A new DataFrame, with the selected columns converted to strings that look like integers, compatible with the postgresql COPY FROM command.

pudl.helpers.month_year_to_date(df: pandas.DataFrame) pandas.DataFrame[source]

Convert all pairs of year/month fields in a dataframe into Date fields.

This function finds all column names within a dataframe that match the regular expression ‘_month$’ and ‘_year$’, and looks for pairs that have identical prefixes before the underscore. These fields are assumed to describe a date, accurate to the month. The two fields are used to construct a new _date column (having the same prefix) and the month/year columns are then dropped.

Todo

This function needs to be combined with convert_to_date, and improved: * find and use a _day$ column as well * allow specification of default month & day values, if none are found. * allow specification of lists of year, month, and day columns to be combined, rather than automataically finding all the matching ones. * Do the Right Thing when invalid or NA values are encountered.

Parameters:

fields. (The DataFrame in which to convert year/months fields to Date)

Returns:

A DataFrame in which the year/month fields have been converted into Date fields.

pudl.helpers.convert_to_date(df: pandas.DataFrame, date_col: str = 'report_date', year_col: str = 'report_year', month_col: str = 'report_month', day_col: str = 'report_day', month_na_value: int = 1, day_na_value: int = 1) pandas.DataFrame[source]

Convert specified year, month or day columns into a datetime object.

If the input date_col already exists in the input dataframe, then no conversion is applied, and the original dataframe is returned unchanged. Otherwise the constructed date is placed in that column, and the columns which were used to create the date are dropped.

Parameters:
  • df – dataframe to convert

  • date_col – the name of the column you want in the output.

  • year_col – the name of the year column in the original table.

  • month_col – the name of the month column in the original table.

  • day_col – the name of the day column in the original table.

  • month_na_value – generated month if no month exists or if the month value is NA.

  • day_na_value – generated day if no day exists or if the day value is NA.

Returns:

A DataFrame in which the year, month, day columns values have been converted into datetime objects.

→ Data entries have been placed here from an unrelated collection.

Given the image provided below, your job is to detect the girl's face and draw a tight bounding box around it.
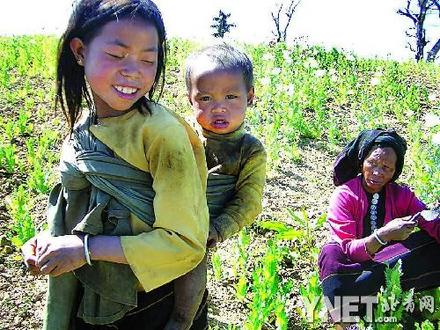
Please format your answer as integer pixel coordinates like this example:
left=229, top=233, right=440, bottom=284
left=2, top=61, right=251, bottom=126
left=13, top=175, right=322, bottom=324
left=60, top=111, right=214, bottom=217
left=70, top=18, right=159, bottom=117
left=362, top=147, right=397, bottom=193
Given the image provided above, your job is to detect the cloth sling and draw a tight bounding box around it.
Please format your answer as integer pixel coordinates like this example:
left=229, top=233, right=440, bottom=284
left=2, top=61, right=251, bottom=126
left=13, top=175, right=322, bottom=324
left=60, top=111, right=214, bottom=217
left=44, top=118, right=155, bottom=329
left=206, top=173, right=237, bottom=219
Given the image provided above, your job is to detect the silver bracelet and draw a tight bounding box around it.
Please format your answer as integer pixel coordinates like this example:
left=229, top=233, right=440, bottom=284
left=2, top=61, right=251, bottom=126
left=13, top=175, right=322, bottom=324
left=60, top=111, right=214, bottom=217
left=84, top=234, right=92, bottom=266
left=373, top=229, right=388, bottom=246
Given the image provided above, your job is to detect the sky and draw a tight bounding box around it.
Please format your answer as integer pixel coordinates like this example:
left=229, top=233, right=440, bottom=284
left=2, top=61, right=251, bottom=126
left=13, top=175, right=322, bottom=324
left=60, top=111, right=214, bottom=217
left=0, top=0, right=440, bottom=60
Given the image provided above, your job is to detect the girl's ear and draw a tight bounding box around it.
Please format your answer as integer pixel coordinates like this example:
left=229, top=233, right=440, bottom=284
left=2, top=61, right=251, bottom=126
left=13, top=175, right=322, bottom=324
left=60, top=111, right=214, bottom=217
left=247, top=86, right=255, bottom=106
left=186, top=91, right=193, bottom=105
left=70, top=38, right=85, bottom=66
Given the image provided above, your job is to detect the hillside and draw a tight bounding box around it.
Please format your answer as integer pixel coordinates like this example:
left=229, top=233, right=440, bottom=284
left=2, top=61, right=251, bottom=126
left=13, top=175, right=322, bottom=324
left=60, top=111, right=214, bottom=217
left=0, top=36, right=440, bottom=329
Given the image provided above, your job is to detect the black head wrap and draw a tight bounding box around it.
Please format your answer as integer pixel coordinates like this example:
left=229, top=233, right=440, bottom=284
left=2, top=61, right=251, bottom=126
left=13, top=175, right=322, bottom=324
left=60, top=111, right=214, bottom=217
left=333, top=128, right=406, bottom=186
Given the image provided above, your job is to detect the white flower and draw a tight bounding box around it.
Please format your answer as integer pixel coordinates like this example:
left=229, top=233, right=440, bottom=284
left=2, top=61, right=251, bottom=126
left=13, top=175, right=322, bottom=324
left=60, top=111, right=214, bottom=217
left=315, top=70, right=327, bottom=78
left=271, top=68, right=281, bottom=76
left=263, top=53, right=274, bottom=61
left=260, top=77, right=270, bottom=86
left=424, top=113, right=440, bottom=128
left=347, top=54, right=355, bottom=61
left=432, top=133, right=440, bottom=146
left=306, top=57, right=319, bottom=69
left=374, top=71, right=383, bottom=78
left=370, top=77, right=380, bottom=86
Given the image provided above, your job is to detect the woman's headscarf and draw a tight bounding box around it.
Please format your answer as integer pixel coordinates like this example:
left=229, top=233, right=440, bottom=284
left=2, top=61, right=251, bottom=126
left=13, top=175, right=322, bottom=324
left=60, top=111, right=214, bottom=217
left=333, top=128, right=406, bottom=186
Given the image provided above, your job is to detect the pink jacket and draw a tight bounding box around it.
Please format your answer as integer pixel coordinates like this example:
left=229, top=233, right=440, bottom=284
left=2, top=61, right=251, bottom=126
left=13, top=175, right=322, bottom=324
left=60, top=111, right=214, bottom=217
left=327, top=176, right=440, bottom=262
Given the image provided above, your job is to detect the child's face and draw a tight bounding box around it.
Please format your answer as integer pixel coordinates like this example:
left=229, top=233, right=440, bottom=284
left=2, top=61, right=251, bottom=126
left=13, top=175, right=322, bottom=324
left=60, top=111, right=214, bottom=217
left=70, top=19, right=158, bottom=117
left=189, top=69, right=254, bottom=134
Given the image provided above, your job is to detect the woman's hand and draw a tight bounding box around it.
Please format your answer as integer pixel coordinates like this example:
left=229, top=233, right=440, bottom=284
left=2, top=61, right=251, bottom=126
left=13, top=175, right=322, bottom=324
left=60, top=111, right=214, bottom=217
left=21, top=232, right=49, bottom=275
left=377, top=216, right=417, bottom=242
left=206, top=224, right=220, bottom=248
left=35, top=235, right=86, bottom=276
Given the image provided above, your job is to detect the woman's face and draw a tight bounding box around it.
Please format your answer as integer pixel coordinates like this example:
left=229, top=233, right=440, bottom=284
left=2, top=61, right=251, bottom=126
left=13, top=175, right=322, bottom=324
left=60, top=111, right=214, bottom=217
left=362, top=147, right=397, bottom=193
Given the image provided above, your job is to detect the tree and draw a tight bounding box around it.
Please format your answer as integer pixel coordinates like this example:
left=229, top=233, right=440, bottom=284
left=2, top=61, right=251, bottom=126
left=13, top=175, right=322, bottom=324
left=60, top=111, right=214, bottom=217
left=397, top=0, right=440, bottom=62
left=271, top=0, right=301, bottom=42
left=211, top=10, right=236, bottom=38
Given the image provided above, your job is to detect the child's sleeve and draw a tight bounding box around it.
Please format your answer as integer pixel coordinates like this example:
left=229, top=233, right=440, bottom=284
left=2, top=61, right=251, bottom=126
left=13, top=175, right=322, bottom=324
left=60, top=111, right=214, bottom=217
left=121, top=125, right=209, bottom=291
left=212, top=140, right=267, bottom=241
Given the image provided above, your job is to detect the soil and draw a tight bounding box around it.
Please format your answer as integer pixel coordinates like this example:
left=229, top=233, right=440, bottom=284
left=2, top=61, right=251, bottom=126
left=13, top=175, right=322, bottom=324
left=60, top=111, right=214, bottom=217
left=0, top=67, right=436, bottom=330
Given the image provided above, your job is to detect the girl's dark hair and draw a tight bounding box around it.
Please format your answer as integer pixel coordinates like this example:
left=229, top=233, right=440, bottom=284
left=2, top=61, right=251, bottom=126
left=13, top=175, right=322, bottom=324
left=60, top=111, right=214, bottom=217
left=55, top=0, right=167, bottom=132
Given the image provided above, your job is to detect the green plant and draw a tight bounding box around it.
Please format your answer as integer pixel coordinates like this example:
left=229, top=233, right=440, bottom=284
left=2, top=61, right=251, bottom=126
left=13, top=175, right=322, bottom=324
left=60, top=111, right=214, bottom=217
left=244, top=241, right=293, bottom=330
left=299, top=271, right=325, bottom=329
left=211, top=251, right=223, bottom=281
left=233, top=228, right=250, bottom=301
left=0, top=144, right=18, bottom=173
left=16, top=110, right=33, bottom=135
left=7, top=186, right=35, bottom=247
left=28, top=160, right=51, bottom=194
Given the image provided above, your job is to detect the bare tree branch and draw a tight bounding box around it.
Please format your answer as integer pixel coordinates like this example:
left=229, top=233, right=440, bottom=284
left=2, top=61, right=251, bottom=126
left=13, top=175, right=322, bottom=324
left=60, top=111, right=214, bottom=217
left=397, top=0, right=440, bottom=61
left=426, top=38, right=440, bottom=62
left=271, top=0, right=301, bottom=42
left=283, top=0, right=301, bottom=41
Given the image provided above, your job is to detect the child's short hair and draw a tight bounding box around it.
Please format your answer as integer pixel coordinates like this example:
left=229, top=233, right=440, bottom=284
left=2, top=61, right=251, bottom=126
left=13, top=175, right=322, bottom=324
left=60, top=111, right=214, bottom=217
left=185, top=44, right=254, bottom=90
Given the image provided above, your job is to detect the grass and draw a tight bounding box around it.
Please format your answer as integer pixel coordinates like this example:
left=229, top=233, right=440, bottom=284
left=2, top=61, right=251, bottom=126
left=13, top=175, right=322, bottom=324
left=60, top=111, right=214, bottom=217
left=0, top=36, right=440, bottom=329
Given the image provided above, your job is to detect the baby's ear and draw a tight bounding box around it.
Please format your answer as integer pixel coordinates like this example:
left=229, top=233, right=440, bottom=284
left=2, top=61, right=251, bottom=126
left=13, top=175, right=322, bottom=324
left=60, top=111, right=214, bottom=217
left=70, top=38, right=85, bottom=66
left=186, top=92, right=193, bottom=105
left=247, top=86, right=255, bottom=106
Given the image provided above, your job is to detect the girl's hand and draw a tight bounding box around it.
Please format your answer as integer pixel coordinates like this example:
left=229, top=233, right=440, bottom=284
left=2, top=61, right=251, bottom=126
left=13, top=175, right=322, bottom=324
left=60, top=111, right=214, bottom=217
left=21, top=232, right=49, bottom=275
left=206, top=224, right=219, bottom=248
left=377, top=216, right=417, bottom=242
left=36, top=235, right=86, bottom=276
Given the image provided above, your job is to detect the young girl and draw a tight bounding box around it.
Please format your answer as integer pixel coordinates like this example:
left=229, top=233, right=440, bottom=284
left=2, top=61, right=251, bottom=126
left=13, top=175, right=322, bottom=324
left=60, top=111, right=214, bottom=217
left=23, top=0, right=208, bottom=330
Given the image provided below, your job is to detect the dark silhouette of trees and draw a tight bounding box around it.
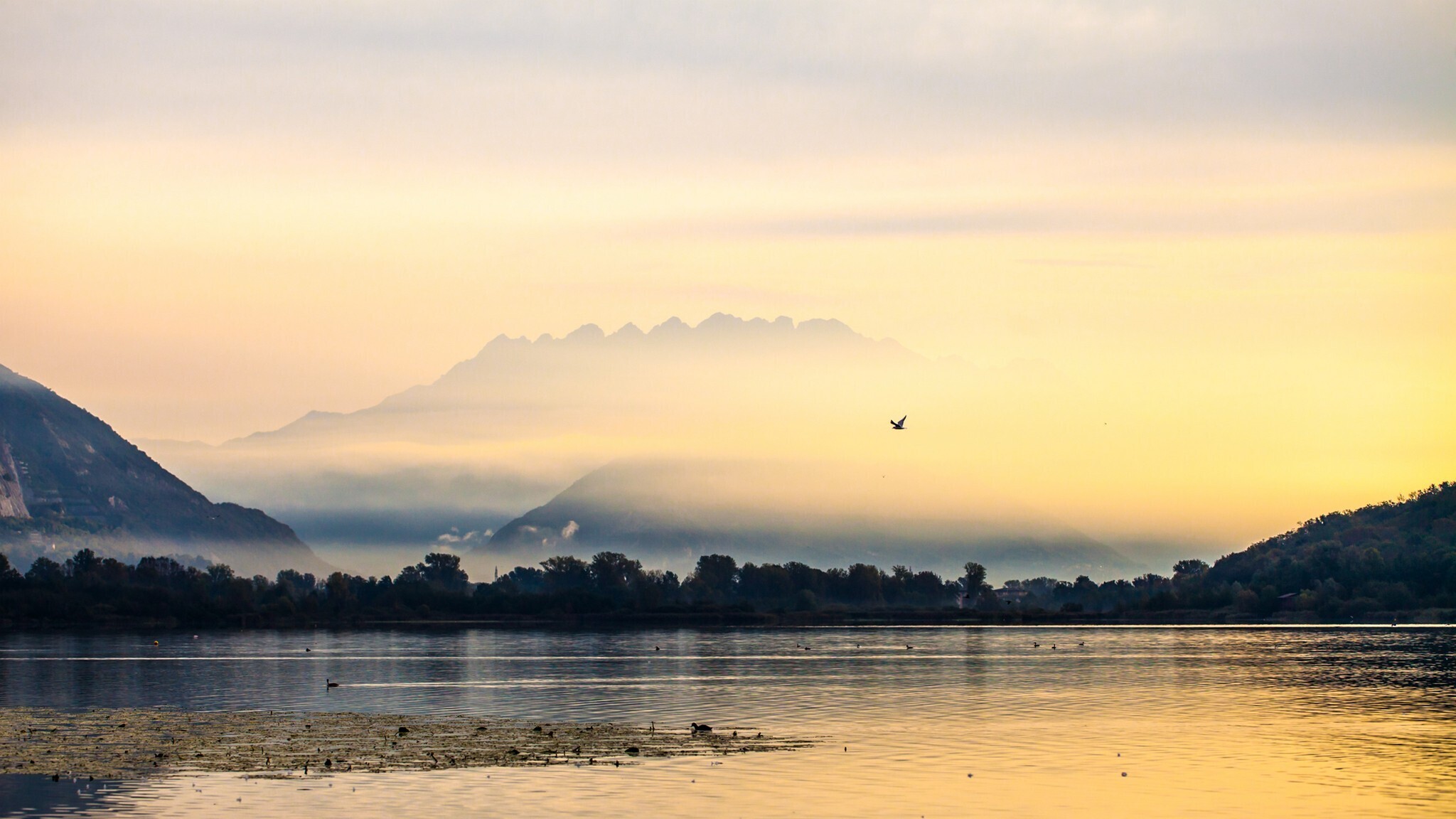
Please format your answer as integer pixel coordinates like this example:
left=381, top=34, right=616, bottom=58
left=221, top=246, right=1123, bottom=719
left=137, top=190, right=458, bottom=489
left=0, top=484, right=1456, bottom=625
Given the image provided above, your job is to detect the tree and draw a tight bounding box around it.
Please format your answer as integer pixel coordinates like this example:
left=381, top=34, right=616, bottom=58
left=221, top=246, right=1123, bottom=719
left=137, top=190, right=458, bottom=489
left=542, top=555, right=591, bottom=592
left=419, top=552, right=471, bottom=589
left=588, top=552, right=642, bottom=594
left=692, top=555, right=738, bottom=601
left=1174, top=558, right=1209, bottom=580
left=964, top=561, right=985, bottom=589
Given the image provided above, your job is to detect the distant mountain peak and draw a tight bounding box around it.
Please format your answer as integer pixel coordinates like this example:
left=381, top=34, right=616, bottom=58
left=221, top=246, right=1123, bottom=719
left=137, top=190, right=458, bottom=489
left=0, top=360, right=326, bottom=569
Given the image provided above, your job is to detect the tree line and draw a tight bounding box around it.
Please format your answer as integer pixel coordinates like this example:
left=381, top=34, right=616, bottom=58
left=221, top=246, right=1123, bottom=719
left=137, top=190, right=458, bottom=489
left=0, top=484, right=1456, bottom=626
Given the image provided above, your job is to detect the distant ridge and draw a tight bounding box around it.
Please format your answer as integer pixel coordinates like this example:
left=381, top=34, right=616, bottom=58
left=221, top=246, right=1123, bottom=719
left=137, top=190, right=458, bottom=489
left=0, top=366, right=328, bottom=573
left=475, top=462, right=1143, bottom=579
left=240, top=312, right=926, bottom=447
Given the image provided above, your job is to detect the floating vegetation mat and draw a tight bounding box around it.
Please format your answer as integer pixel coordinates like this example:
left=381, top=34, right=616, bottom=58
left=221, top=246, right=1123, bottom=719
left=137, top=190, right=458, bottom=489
left=0, top=708, right=811, bottom=778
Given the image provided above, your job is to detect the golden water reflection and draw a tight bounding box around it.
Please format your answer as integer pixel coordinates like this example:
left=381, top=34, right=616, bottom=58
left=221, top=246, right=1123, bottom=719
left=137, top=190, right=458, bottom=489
left=0, top=628, right=1456, bottom=819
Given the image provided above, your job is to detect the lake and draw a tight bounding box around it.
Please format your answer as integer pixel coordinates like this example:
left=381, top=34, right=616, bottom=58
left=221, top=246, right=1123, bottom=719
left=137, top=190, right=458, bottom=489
left=0, top=626, right=1456, bottom=819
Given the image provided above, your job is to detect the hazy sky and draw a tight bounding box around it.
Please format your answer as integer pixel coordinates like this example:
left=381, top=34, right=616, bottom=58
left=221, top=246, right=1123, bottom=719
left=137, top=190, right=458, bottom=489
left=0, top=0, right=1456, bottom=542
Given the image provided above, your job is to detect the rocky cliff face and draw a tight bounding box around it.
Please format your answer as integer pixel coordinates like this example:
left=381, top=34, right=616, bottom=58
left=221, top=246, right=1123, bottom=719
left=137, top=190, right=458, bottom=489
left=0, top=368, right=325, bottom=572
left=0, top=440, right=31, bottom=518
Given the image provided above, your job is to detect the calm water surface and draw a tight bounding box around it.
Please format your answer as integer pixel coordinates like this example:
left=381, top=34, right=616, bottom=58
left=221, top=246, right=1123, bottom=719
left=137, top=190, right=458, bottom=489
left=0, top=628, right=1456, bottom=819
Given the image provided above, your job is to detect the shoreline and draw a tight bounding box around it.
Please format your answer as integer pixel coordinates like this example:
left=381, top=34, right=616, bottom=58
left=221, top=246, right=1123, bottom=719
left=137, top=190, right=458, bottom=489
left=0, top=708, right=813, bottom=781
left=0, top=609, right=1456, bottom=634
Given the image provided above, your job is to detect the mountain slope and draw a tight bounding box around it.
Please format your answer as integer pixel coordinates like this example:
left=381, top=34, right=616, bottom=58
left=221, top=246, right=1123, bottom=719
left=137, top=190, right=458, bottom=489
left=0, top=368, right=326, bottom=573
left=1203, top=482, right=1456, bottom=609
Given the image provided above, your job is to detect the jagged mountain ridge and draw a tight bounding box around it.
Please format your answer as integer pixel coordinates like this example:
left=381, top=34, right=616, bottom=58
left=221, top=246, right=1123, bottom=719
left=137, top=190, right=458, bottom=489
left=235, top=314, right=928, bottom=446
left=0, top=366, right=326, bottom=569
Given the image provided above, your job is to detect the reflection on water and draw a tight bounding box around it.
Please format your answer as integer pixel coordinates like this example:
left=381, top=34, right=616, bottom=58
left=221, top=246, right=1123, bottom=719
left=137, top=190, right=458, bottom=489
left=0, top=628, right=1456, bottom=818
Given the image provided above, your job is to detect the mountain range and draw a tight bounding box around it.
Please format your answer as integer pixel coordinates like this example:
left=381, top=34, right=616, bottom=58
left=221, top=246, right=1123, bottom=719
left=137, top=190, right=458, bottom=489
left=0, top=360, right=329, bottom=574
left=147, top=314, right=1142, bottom=577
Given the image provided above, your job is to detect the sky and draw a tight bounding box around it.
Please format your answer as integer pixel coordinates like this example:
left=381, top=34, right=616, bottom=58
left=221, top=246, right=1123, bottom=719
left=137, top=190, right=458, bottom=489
left=0, top=0, right=1456, bottom=542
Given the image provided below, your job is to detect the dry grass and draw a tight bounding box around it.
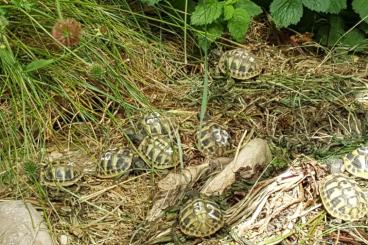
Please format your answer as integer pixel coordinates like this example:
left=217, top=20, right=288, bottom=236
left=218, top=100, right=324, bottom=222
left=0, top=10, right=368, bottom=244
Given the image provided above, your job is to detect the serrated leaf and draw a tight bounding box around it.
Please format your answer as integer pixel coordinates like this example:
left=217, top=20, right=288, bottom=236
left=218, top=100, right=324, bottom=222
left=141, top=0, right=161, bottom=6
left=235, top=0, right=263, bottom=17
left=24, top=59, right=54, bottom=72
left=303, top=0, right=334, bottom=12
left=227, top=8, right=252, bottom=42
left=352, top=0, right=368, bottom=23
left=270, top=0, right=303, bottom=27
left=327, top=0, right=347, bottom=14
left=224, top=5, right=235, bottom=20
left=198, top=23, right=224, bottom=50
left=191, top=0, right=224, bottom=25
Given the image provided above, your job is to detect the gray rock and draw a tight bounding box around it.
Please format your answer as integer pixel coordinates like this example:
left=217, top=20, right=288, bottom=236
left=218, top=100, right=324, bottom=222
left=0, top=201, right=54, bottom=245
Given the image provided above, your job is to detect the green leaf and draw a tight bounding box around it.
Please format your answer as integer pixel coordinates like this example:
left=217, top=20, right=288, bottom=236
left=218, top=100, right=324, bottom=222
left=141, top=0, right=161, bottom=6
left=11, top=0, right=34, bottom=11
left=303, top=0, right=335, bottom=12
left=270, top=0, right=303, bottom=27
left=227, top=8, right=252, bottom=42
left=24, top=59, right=54, bottom=72
left=225, top=0, right=239, bottom=5
left=191, top=0, right=224, bottom=25
left=224, top=5, right=235, bottom=20
left=352, top=0, right=368, bottom=23
left=235, top=0, right=263, bottom=17
left=327, top=0, right=347, bottom=14
left=198, top=23, right=224, bottom=50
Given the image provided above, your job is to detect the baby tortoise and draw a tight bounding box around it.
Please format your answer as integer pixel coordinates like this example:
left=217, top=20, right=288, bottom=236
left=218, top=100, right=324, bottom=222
left=319, top=173, right=368, bottom=221
left=342, top=146, right=368, bottom=179
left=319, top=146, right=368, bottom=220
left=197, top=123, right=230, bottom=156
left=126, top=112, right=173, bottom=144
left=139, top=112, right=171, bottom=136
left=178, top=197, right=225, bottom=237
left=96, top=148, right=134, bottom=178
left=138, top=135, right=180, bottom=169
left=41, top=164, right=82, bottom=187
left=217, top=48, right=262, bottom=80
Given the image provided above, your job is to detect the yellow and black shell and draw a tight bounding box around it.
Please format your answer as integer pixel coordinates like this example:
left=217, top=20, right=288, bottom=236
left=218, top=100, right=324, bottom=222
left=139, top=112, right=172, bottom=136
left=96, top=148, right=133, bottom=178
left=41, top=164, right=82, bottom=187
left=343, top=146, right=368, bottom=179
left=178, top=197, right=225, bottom=237
left=319, top=173, right=368, bottom=221
left=138, top=135, right=179, bottom=169
left=218, top=48, right=262, bottom=80
left=197, top=123, right=230, bottom=156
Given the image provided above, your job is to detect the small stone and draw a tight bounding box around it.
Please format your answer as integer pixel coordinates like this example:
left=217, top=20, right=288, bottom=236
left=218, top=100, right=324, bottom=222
left=0, top=201, right=54, bottom=245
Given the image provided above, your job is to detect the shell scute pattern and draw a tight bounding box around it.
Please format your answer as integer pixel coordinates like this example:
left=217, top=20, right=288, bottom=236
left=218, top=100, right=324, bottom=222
left=139, top=112, right=171, bottom=136
left=343, top=146, right=368, bottom=179
left=179, top=198, right=224, bottom=237
left=41, top=164, right=82, bottom=187
left=319, top=174, right=368, bottom=221
left=218, top=48, right=262, bottom=80
left=138, top=135, right=179, bottom=169
left=197, top=123, right=230, bottom=156
left=96, top=148, right=133, bottom=178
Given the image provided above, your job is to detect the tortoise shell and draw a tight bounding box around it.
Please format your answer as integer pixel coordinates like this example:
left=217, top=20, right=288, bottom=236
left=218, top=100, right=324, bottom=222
left=197, top=123, right=230, bottom=156
left=343, top=146, right=368, bottom=179
left=41, top=164, right=82, bottom=187
left=178, top=197, right=224, bottom=237
left=138, top=135, right=179, bottom=169
left=139, top=112, right=171, bottom=136
left=218, top=48, right=262, bottom=80
left=319, top=174, right=368, bottom=221
left=96, top=148, right=133, bottom=178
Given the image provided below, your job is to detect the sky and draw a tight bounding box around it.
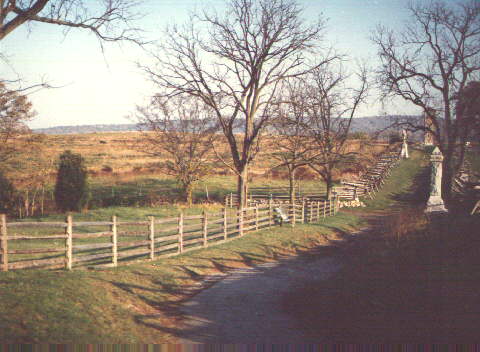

pudl.helpers.remove_leading_zeros_from_numeric_strings(df: pandas.DataFrame, col_name: str) pandas.DataFrame[source]

Remove leading zeros frame column values that are numeric strings.

Sometimes an ID column (like generator_id or unit_id) will be reported with leading zeros and sometimes it won’t. For example, in the Excel spreadsheets published by EIA, the same generator may show up with the ID “0001” and “1” in different years This function strips the leading zeros from those numeric strings so the data can be mapped accross years and datasets more reliably.

Alphanumeric generator IDs with leadings zeroes are not affected, as we found no instances in which an alphanumeric ID appeared both with and without leading zeroes. The ID “0A1” will stay “0A1”.

Parameters:
  • df – A DataFrame containing the column you’d like to remove numeric leading zeros from.

  • col_name – The name of the column you’d like to remove numeric leading zeros from.

Returns:

A DataFrame without leading zeros for numeric string values in the desired column.

pudl.helpers.fix_eia_na(df: pandas.DataFrame) pandas.DataFrame[source]

Replace common ill-posed EIA NA spreadsheet values with np.nan.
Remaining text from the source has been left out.